The story starts in Slate, then takes an interesting new direction from Matthew Yglesias, expands at Political Animal, and winds up here, where no one will ever read it.
Yglesias asks the most important big question to go virtually unasked in the past three years: Why is George Bush President? This isn't another SCOTUS screed (if it were, the answer would be that almost being elected President is now considered statistically equivalent to actually being elected President), it's a question that attempts to find Bush's own qualifications and electability. It probably goes without saying that Bush is found lacking:
Yglesias's thesis is that Bush, whatever you think of his Presidency, had no reason to be considered for the Republican nomination in 2000, nor even for the Texas Governorship in 1994. This idea, that his presence in the Oval Office is an aberration of the highest order, is something I've been trying to articulate ever since his inauguration. I disagree with the politics of everyone who ran for the Republican nomination in 2000, but victories by the likes of John McCain, Orrin Hatch or Elizabeth Dole would not have made me question the long-term viability of democracy in the United States. How could rank-and-file Republicans, most of whom still actually believe in their party's claimed tenets, have thought this was a good idea? How could they still?
I fear that the answer lies in the ever-expanding fundie/evangelical voting bloc.

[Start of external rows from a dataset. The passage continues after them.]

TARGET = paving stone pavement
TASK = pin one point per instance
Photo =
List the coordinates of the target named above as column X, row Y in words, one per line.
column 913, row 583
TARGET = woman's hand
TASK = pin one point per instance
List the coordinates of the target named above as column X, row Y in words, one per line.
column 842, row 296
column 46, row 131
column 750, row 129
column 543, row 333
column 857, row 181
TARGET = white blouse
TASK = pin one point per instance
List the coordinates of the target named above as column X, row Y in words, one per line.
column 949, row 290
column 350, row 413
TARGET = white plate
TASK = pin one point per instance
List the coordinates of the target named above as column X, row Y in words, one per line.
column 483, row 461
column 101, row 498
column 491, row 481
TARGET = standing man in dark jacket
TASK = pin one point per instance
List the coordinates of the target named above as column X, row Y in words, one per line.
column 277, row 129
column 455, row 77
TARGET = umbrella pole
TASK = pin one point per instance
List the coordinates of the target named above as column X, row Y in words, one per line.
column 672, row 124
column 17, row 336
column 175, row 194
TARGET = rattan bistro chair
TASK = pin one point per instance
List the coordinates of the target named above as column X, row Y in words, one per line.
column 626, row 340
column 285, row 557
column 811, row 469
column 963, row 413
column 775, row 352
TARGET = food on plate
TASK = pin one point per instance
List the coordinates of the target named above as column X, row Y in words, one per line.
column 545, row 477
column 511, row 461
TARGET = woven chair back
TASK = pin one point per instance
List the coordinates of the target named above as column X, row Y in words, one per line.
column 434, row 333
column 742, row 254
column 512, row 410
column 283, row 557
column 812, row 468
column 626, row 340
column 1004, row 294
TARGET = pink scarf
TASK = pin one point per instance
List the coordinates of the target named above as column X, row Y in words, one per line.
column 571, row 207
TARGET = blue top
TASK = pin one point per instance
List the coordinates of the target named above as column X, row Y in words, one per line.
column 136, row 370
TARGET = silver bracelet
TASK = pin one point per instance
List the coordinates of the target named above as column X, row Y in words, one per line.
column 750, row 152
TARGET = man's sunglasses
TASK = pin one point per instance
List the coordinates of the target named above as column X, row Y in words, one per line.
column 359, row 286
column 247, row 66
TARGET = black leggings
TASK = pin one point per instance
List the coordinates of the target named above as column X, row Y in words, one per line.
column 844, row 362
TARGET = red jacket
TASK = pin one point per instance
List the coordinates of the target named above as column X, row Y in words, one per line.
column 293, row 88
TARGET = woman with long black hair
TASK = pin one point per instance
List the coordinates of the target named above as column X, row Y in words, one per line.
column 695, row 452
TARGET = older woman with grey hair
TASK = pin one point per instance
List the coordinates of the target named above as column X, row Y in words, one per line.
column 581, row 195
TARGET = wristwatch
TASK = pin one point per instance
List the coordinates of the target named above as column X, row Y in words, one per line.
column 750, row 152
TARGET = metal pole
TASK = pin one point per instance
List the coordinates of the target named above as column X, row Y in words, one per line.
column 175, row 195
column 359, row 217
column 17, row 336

Conservative Christians might have liked Hatch, if they didn't think Mormons were a godless cult. They might have liked Gary Bauer, if he didn't look like Eddie Munster. Where else were they going to go? The percentage of Americans describing themselves as "born again" appears to be somewhere in the low to mid-40's. Is it a coincidence that, even before he became our God-sent warrior-king, Bush's job approval never dipped below that? In the summer of 2001, Bush pushed his tax cuts through, despite projections that showed them exacerbating the economic downturn; he spent all kinds of time hemming and hawing about stem cells, only to come out with a decision that pleased basically no one; and he spent a month on vacation after having been in office for only half a year, all while sharks decimated our beaches. He'd gotten down to about 50% when the planes hit, just 5-10% above his fundie baseline.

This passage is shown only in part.